At the end of a tour cycle, we look forward to getting home and sleeping in our own beds. We're burnt out from all the travelling and living out of a suitcase. But when we come home, for me personally, I am home a few weeks and I don't know what to do with myself. I wanted to start on material right away, since [drummer] Mikey [Wengren] had a baby on the way! We started writing in August, so we had enough done up to when daughter was born, so he would be able to take a little break and be a daddy for the first time. It kept me busy through the winter.

Was the winter conducive to writing?

I love writing in the winter. It was so cold and miserable, and there is nothing you want to do outside.

Did the bitter cold influence what you wrote?

Maybe to some extent. I don't want to be too comfortable. The type of music we write ... it's good to have those certain things that make it uncomfortable. All the guys has moved out a bit. I am the only one in Chicago. Mike moved to Milwaukee, and he made the drive every day ... David moved to Texas, so he would fly in and rent a place. We had long drives to the studio, with the snow and cold. That made us totally focused.

Where is your brain at, 10 years and 11 million albums later?

It has been a great ride for us. We have more fire in us. We get excited when we write new songs, and when we have new albums coming out.

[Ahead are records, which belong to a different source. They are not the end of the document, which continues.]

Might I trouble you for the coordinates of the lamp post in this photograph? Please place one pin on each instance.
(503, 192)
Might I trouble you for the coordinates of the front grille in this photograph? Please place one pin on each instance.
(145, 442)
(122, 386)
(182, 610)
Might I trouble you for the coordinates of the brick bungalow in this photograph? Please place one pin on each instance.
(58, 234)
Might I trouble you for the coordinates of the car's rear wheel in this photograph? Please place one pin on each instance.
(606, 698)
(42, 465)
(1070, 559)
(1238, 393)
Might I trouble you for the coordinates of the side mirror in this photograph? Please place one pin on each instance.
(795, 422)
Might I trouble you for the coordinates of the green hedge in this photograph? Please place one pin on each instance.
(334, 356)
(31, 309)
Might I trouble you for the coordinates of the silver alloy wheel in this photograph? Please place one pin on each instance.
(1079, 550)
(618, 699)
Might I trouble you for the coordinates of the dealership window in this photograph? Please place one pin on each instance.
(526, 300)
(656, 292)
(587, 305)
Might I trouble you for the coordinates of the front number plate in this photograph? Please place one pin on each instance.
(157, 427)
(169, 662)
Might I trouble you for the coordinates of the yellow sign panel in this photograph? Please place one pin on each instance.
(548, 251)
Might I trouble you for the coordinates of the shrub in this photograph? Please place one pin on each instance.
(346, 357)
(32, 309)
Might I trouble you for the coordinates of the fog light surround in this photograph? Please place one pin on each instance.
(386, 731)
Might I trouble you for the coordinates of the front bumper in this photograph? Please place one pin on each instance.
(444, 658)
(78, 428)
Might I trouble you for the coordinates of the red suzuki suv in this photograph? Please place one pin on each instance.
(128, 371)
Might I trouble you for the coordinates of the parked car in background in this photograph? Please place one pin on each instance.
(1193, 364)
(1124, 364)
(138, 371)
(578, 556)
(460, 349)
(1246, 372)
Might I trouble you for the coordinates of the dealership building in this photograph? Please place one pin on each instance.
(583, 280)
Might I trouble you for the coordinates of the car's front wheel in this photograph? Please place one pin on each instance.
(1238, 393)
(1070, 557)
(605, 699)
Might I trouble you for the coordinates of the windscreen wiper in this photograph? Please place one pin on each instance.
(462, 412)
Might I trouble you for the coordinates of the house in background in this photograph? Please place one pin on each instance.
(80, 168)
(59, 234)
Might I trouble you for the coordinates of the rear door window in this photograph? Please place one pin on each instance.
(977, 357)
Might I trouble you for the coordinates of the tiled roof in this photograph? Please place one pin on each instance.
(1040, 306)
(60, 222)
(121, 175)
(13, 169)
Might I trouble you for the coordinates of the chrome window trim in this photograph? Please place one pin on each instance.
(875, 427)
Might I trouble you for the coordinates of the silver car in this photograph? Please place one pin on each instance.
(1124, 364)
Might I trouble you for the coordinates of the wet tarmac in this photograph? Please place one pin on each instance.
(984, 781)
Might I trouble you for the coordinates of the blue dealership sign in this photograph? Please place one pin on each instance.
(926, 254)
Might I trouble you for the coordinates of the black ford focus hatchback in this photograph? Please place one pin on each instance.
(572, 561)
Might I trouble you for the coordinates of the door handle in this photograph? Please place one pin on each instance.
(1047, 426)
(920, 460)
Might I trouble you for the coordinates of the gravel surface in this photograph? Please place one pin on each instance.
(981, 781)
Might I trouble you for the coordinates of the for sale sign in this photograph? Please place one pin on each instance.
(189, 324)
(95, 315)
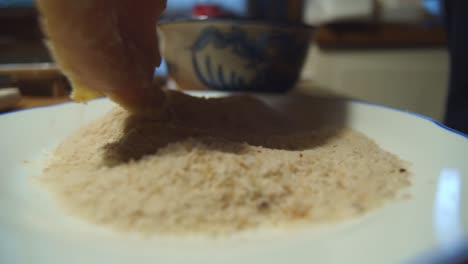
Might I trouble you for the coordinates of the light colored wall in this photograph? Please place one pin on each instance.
(409, 79)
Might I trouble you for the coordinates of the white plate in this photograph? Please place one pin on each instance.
(34, 230)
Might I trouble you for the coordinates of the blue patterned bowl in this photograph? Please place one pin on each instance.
(234, 55)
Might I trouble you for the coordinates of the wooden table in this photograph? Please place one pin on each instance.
(28, 102)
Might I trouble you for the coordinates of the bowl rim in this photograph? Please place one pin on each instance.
(285, 24)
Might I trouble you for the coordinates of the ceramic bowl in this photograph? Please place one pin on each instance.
(234, 54)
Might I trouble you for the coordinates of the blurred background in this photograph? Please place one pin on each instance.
(391, 52)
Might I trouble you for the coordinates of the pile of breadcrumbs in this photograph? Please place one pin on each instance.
(217, 166)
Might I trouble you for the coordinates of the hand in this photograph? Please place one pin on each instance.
(106, 47)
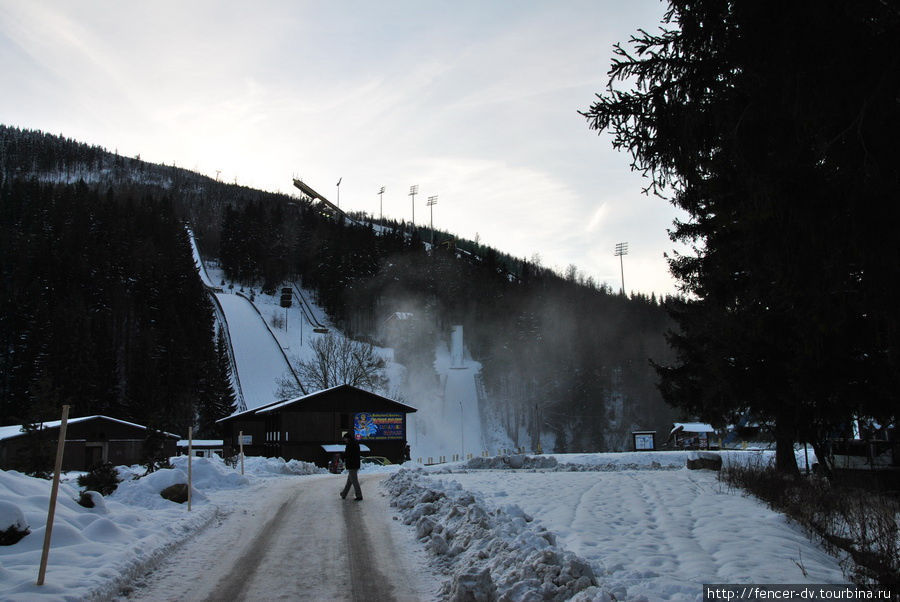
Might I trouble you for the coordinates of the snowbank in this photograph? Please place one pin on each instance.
(489, 552)
(96, 550)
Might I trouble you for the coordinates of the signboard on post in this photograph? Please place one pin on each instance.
(378, 425)
(644, 440)
(286, 297)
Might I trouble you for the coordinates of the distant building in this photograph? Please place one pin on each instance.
(90, 440)
(200, 448)
(690, 435)
(304, 427)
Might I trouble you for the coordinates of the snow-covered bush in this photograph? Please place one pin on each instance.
(103, 478)
(12, 524)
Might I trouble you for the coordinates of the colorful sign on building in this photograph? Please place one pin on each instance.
(378, 425)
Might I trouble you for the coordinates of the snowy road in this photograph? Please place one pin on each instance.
(295, 539)
(661, 534)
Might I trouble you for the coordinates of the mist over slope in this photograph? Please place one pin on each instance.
(562, 363)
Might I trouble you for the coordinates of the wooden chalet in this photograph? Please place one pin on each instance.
(90, 440)
(302, 428)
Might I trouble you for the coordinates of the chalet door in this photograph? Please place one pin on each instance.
(93, 455)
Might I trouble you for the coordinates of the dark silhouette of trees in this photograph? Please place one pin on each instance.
(773, 126)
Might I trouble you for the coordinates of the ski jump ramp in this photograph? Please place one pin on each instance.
(260, 361)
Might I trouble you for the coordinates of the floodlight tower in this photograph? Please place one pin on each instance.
(432, 201)
(413, 191)
(622, 249)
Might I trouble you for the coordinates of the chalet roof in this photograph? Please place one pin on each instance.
(15, 430)
(693, 427)
(333, 391)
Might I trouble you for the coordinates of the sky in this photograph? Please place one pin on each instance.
(475, 103)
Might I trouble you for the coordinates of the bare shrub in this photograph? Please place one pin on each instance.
(862, 525)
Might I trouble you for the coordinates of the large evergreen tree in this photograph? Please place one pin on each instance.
(772, 125)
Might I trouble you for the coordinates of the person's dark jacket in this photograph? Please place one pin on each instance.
(351, 454)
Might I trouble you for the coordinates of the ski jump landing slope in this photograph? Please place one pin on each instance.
(257, 355)
(260, 361)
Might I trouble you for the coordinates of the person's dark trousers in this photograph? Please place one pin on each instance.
(352, 479)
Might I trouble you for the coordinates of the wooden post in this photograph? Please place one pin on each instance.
(241, 443)
(54, 490)
(190, 458)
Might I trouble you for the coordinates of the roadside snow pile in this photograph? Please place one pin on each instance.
(550, 463)
(489, 553)
(515, 462)
(262, 467)
(97, 550)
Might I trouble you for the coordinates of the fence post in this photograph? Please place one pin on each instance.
(190, 458)
(54, 490)
(241, 443)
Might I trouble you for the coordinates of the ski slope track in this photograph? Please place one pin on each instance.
(258, 360)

I hope that we always have the fire to play and create music that moves us. We don't second guess what we do or try to figure out what radio is looking for. We do what comes naturally

Apparently, radio likes what you do naturally, since you have had some many rock radio smashes. Can you discuss some specific songs on 'Asylum'? It's a very stark title.

The title track has attitude, and it's our lengthiest song. It's got a bit of an instrumental piece at the front, and I think the song is seven and a half minutes long, something we've never done before. I wanted to explore and experiment a bit and get more of that attitude to some of the music. There are a few things we've not touched on before, in terms of subject matter. And it's something I am proud of.

What subjects?

'Another Way to Die' is about the acknowledgment of global warming. We took a different approach. We've done, what, 70-80 songs in our career? We don't want to rehash old ideas. I was thinking of global warming issues. David already had the title and melody, and I made a suggestion to him about global warming. We're not trying to be environmentalists, but maybe our choices in life and the ignorance of how we live is leading us to another way to die and effecting the food chain.